12-01-2011, 03:42 PM | #1 |
Member
Posts: 14
Karma: 10
Join Date: May 2011
Location: Campo Grande, MS, Brazil
Device: Kindle 3
|
Correct Mobi location formula (maybe)
Hi, everyone.
For a while I've been trying to understand Kindle's location and the consensus seems to be that for Mobi 1 location = 128 bytes (it's even on https://wiki.mobileread.com/wiki/Page_numbers). But today I was taking a look at the Amazon Cloud Reader (reader.amazon.com) source code and I found the following: Code:
locationFromPosition: function (a) { return Math.floor(a * 2 / 300 + 1) } The surrounding code is a bit larger, but in the end that seems to be the formula used for calculating the location for the Mobi format (there is another for topaz which is Math.floor((a * d + 100) / 100)). I've tried looking at the parameter "a" and for the text parts it seems to be characters, but I don't know if that means bytes for every case. I've tested it a little bit just to know if it's correct and it seems to be, but not enough for me to be sure. Also, I don't know if the relation holds for images and other things apart from characters. I don't know and couldn't find the original source for the 128 bytes information, so I'm guessing it's an approximation. But as I said, in my initial tests the above formula seems to work. What to you guys think? Does it make sense?
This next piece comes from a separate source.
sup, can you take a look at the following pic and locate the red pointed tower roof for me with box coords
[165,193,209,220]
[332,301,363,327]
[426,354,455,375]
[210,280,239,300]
Is the 128 bytes info an approximation or is it on the format specs? []'s Rodrigo |
12-01-2011, 05:03 PM | #2 |
Grand Sorcerer
Posts: 28,038
Karma: 199464182
Join Date: Jan 2010
Device: Nexus 7, Kindle Fire HD
|
I've always heard 128 bytes of source html, but since Amazon doesn't release detailed specs, who knows?
|
Advert | |
|
12-01-2011, 05:25 PM | #3 | |
The Grand Mouse 高貴的老鼠
Posts: 72,470
Karma: 309060442
Join Date: Jul 2007
Location: Norfolk, England
Device: Kindle Voyage
|
Quote:
My LotR is encoded with Windows Latin-1. Let's see what happens with a UTF-8 encoded ebook. I suspect that we need to pass bytes, not characters. My copy of Unfinished Tales is a (kindlegen compiled) conversion from an ePub. It's utf-8 encoded. It has 1590431 characters, but 1613151 bytes of mobi-html. In Kindle for Mac it has 10755 locations. 1590431*2/300+1 =10603 (.87333...) 1613151*2/300+1 =10755 (.34) Well. That seems definite. The number of bytes (not characters) through the unpacked mobi-html of the book, when divided by 150, adding 1 and truncating, is the kindle location in the book. Good find! |
|
12-01-2011, 05:30 PM | #4 |
The Grand Mouse 高貴的老鼠
Posts: 72,470
Karma: 309060442
Join Date: Jul 2007
Location: Norfolk, England
Device: Kindle Voyage
|
I've updated that page in the wiki to reflect this new finding.
|
08-07-2017, 06:25 PM | #5 |
Connoisseur
Posts: 53
Karma: 118948
Join Date: Jul 2014
Device: Kindle PaperWhite 3
|
Sorry for the necropost if that's not allowed, but I've been investigating this and just now found this thread. Given the last post here I decided to search around the mobileread wiki, is this the page: https://wiki.mobileread.com/wiki/Page_numbers ?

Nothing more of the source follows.